I’m including a simplified version of the unexpanded receive here:

pub extern "C" fn receive(
  allocation_of_input: RibosomeEncodingBits) -> RibosomeEncodingBits 
{
   let init = init_global_memory(allocation_of_input);
   fn execute() -> Result<(), String> {
      $init_expr
   }
   match execute() {
      Ok(_) => Success.into(),
      Err(e) => …
   }
}

Hence, the code simply seems call the locally defined execute (which in this case is expanded from the $init_expr part of the macro), and either return Ok or Err encoded into RibosomeEncodingBits. Elsewhere there seems to be more encoding and decoding going on.

I presume the same pattern is followed everywhere when the runtime calls the WASM code:

Decode RibosomeEncodingBits into JSON (or something else)
Call a locally defined execute
Encode result into RibosomeEncodingBits

Is that right?

Now, what I haven’t found yet is how the WASM code calls the runtime, nor the runtime side implementation of the encoding and decoding. Any pointers to that?

pauldaoust · December 3, 2019, 7:19pm

Hello hello! This is perfectly inline with what this category is for — nice to see it getting some use

For those who are new to the discussion, WebAssembly only has two ways for talking with the outside world: bytes and memory pointers. When an external (host) function wants to call a function that your WASM code exposes (as with the init callback in @PekkaNikander’s example above), it can either:

pass it a bunch of bytes, or
poke all the input data into the WASM virtual machine’s memory space, then pass a pointer that says where to find the input data.

When the WASM function returns a value, it has to do one of those things. This is also what happens when a WASM function wants to call a host function, but in reverse. In both cases, the host code and the WASM code are responsible for making sense of those bytes and/or pulling them out of shared WASM VM memory space.

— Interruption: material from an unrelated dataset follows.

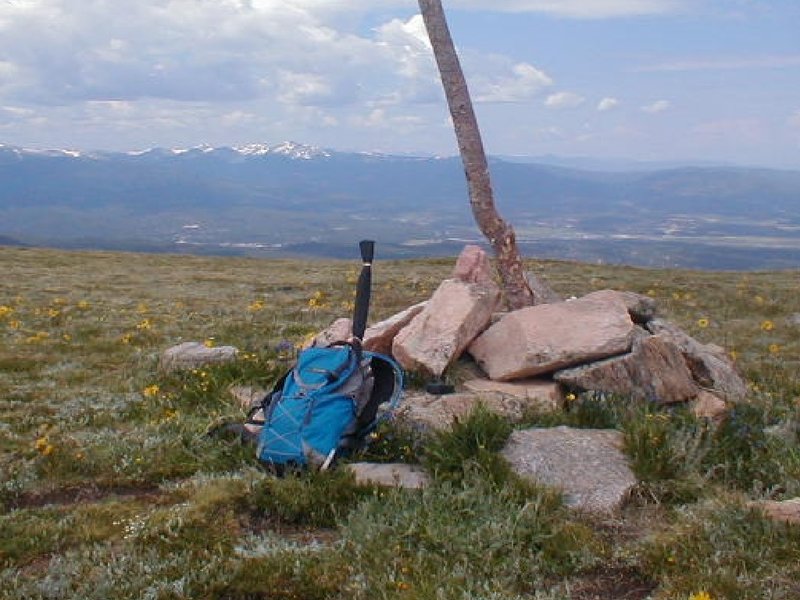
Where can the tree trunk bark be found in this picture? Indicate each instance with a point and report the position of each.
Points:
(499, 233)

This is about to change though — or at least get a bit easier.

I don’t know the ins-and-outs of the HDKs, but I can tell you a few things:

The HDK and the HDKv2 are complementary — the v2 was the one we always wanted to build, but when we started building it, Rust’s macro tools were pretty limited. They’re feature-equivalent, although that’ll become less true over time because the original HDK is deprecated. It’s my understanding that they both get turned into a ZomeCodeDef at the end, but v2 is just nicer to use.
Your understanding of what happens when the runtime calls a WASM callback is exactly right, with a couple additions:
1. Pull bytes from memory; Decode byes to JSON
2. Cast JSON into native types to match local function’s input params
3. Call a locally defined execute
4. Encode result into JSON, and then bytes, and put bytes into memory
Those wrapper functions are then exposed to the host via a pub extern "C" fn (why the "C", I don’t know).
A WASM host can expose its own functions to WASM code via a foreign function interface. The Rust compiler lets you import this FFI using an extern block. That’s how the DNA code calls the Holochain API functions. Again, the HDKs define wrapper functions that shadow the actual low-level API functions, handling the memory pointer and JSON (de-)serialisation / casting stuff.
A strange thing happens during DNA compilation. The zome code actually gets compiled first, then interrogated for some metadata that needs to end up in the DNA’s JSON (function exports, entry types, etc). I don’t know if it gets compiled twice — once to machine code for the first pass, then again to WASM for the actual finished product.